The bundled database passwords are set once at install time. After that, `passwords.yaml` is no longer the source of truth. To reset:

**PostgreSQL:**

```bash
kubectl exec -n openlm-infrastructure -it postgres-postgresql-0 -- \
  psql -U postgres -c "ALTER USER postgres WITH PASSWORD '<new-password>';"
```

**MariaDB:**

```bash
kubectl exec -n openlm-infrastructure -it mariadb-0 -- \
  mysql -uroot -p'<old-password>' -e \
  "ALTER USER 'root'@'%' IDENTIFIED BY '<new-password>'; FLUSH PRIVILEGES;"
```

Then update `passwords.yaml` and re-run the installer so the platform services pick up the new password.

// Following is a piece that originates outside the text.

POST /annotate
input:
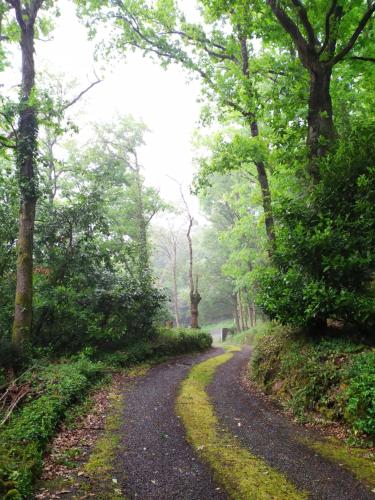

### Connect to a bundled database directly

```bash
# PostgreSQL
kubectl port-forward -n openlm-infrastructure svc/postgres-postgresql 5432:5432

# MariaDB
kubectl port-forward -n openlm-infrastructure svc/mariadb 3306:3306

# MongoDB
kubectl port-forward -n openlm-infrastructure svc/mongodb 27017:27017
```

Then run `psql`, `mysql`, or `mongosh` from another terminal pointing at `localhost`.

## Kafka issues

### Missing Kafka topics

If a service log shows "topic does not exist" or "Unknown topic or partition", re-run the topic creation script:

```bash
kubectl cp installation_files/kafka_topics/full_topic_list_create.sh \
  openlm-infrastructure/kafka-controller-0:/tmp/create-topics.sh
kubectl exec -n openlm-infrastructure kafka-controller-0 -- \
  bash /tmp/create-topics.sh
```

The script is idempotent – it skips topics that already exist.

### List existing topics

```bash
kubectl exec -n openlm-infrastructure kafka-controller-0 -- \
  /opt/bitnami/kafka/bin/kafka-topics.sh \
  --bootstrap-server localhost:9092 --list
```

## Disk space

K3s, container images, and database data all live on the VM's primary disk. If pods start failing with eviction warnings, check disk usage:

```bash
df -h
sudo du -sh /var/lib/rancher/k3s/*
sudo du -sh /var/lib/rancher/k3s/storage/*   # persistent volume data
```

If `/var/lib/rancher/k3s` is full, the simplest fix is to extend the disk. To clean up unused container images:

```bash
sudo k3s crictl images        # list
sudo k3s crictl rmi --prune   # remove unused
```

## Getting help

When you contact OpenLM support, include:

1. Output of `kubectl get pods -A`.
2. Output of `helm list -A`.
3. Logs of the failing pod: `kubectl logs <pod> -n <ns> --tail 500`.
4. `kubectl describe pod <pod> -n <ns>` if the pod isn't running.
5. Your `config.yaml` (redact passwords) and the version of the deployment package.